Shea v. City of Lowell

132 Mass. 187 | Mass. | 1882

Morton, C. J.

Since the amendment of the St. of 1877, c. 234, § 4, by the St. of 1879, e. 244, it is necessary that a person injured by a defect in a highway should, as a condition precedent to his right to maintain an action against the city or town obliged by law to keep the highway in repair, give to the city or town notice in writing, signed by him or by some person duly authorized by him, of the time, place and cause of his injury or damage.

The written notice given by the plaintiff to the defendant in this case was not a compliance with the statute, because it did not sufficiently state either the place or the cause of the injury. St. 1877, c. 234, § 3. Miles v. Lynn, 130 Mass. 398. Donnelly v. Fall River, 130 Mass. 115. Noonan v. Lawrence, 130 Mass. 161.

It would violate the provisions and defeat the purposes of the statute if the plaintiff were permitted to supply the deficiencies of the written notice by proof that the city or its officers had oral information from her, or from any other source, of the time, place and cause of her injury, and the court rightly rejected the evidence offered by her for this purpose. The notice cannot be partly written and partly oral; it must be wholly in writing, and its sufficiency is to be determined by the court. The court therefore rightly refused to give the first, second, and fourth instructions requested by the plaintiff.
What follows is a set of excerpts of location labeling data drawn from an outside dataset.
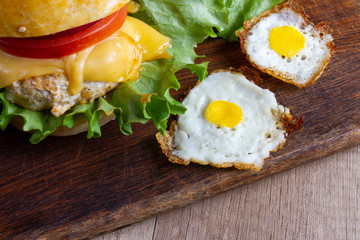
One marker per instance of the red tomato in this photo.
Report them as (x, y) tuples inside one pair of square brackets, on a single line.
[(66, 42)]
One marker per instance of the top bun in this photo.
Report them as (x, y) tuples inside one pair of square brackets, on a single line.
[(33, 18)]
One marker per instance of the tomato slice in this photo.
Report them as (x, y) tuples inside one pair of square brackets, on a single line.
[(66, 42)]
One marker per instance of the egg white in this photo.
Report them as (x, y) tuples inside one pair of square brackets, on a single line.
[(300, 68), (249, 142)]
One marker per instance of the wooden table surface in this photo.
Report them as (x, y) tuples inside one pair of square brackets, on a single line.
[(318, 200)]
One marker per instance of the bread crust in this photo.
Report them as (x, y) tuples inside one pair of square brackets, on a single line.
[(286, 120), (32, 18), (324, 29)]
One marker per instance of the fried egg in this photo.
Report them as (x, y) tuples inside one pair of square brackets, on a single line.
[(285, 44), (229, 121)]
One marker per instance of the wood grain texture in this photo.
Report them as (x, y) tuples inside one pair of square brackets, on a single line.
[(73, 188), (320, 200)]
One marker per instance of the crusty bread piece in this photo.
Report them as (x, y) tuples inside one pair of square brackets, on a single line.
[(33, 18), (167, 141), (320, 31)]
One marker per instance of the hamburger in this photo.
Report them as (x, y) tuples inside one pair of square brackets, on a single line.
[(68, 66), (59, 56)]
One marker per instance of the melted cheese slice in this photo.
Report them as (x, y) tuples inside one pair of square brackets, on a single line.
[(116, 59)]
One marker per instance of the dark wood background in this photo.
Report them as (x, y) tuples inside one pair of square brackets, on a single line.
[(71, 188)]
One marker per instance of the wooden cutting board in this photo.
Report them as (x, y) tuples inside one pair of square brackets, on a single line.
[(71, 188)]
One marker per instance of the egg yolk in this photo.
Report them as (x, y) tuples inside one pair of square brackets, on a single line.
[(286, 40), (224, 113)]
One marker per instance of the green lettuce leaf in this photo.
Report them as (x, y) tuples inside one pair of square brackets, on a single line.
[(186, 23), (243, 10)]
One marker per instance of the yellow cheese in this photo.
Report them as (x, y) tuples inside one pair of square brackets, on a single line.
[(116, 59), (152, 42), (15, 68)]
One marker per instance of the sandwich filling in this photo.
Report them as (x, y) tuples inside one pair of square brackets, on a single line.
[(60, 83)]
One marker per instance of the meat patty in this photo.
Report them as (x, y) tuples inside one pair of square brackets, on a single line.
[(50, 92)]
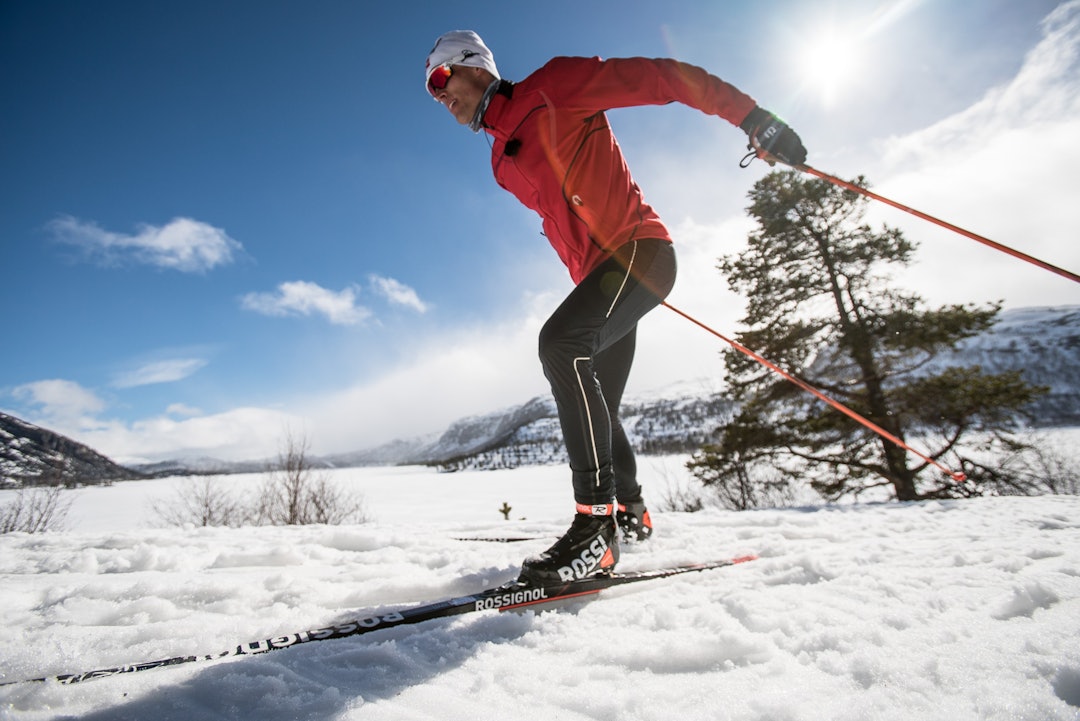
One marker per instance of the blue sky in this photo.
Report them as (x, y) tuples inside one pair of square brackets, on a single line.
[(223, 220)]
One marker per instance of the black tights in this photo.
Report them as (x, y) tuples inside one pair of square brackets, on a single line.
[(586, 349)]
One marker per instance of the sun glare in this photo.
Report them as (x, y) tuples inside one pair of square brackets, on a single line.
[(829, 64)]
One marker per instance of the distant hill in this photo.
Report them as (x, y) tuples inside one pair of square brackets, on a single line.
[(31, 456), (1042, 342)]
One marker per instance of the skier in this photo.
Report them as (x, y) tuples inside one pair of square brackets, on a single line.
[(553, 149)]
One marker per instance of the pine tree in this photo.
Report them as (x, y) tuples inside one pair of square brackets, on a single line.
[(820, 305)]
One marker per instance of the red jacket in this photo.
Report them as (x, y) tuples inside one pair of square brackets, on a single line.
[(553, 148)]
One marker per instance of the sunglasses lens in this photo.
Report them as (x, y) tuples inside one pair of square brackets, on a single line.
[(439, 78)]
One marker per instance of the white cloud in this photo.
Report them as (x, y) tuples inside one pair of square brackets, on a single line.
[(306, 298), (61, 403), (1003, 168), (397, 293), (159, 371), (183, 409), (183, 244)]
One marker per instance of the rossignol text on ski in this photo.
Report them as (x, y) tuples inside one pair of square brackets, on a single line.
[(505, 597)]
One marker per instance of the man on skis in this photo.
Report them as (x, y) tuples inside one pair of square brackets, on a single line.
[(553, 149)]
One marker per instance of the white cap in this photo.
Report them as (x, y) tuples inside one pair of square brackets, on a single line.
[(460, 48)]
The notice was served upon the city clerk, and the plaintiff asked the court to rule “ that, in the absence of all inquiry or objection to the notice by the city clerk at the time it was served and a copy of it given back to the plaintiff’s attorney by him, it may justly be presumed that be, acting for the defendant, received the notice as being sufficiently specific, and, making no objection, waived a more extended specification.”

The court could not rule, as matter of law, that the silence of the city clerk was a waiver by the city. He was not bound to make any reply when the notice was served upon him, and his silence would not be sufficient evidence of a waiver, even if he had any power to waive the rights of the city.

Exceptions overruled.

*190Memorandum.

On the twenty-third day of January 1882, the Honorable Charles Allen was appointed a justice of this court, in place of Mr. Justice Morton, appointed Chief Justice, and took his seat upon the bench on the twenty-fourth day of the same month, at the term of the court then held at Boston in the county of Suffolk.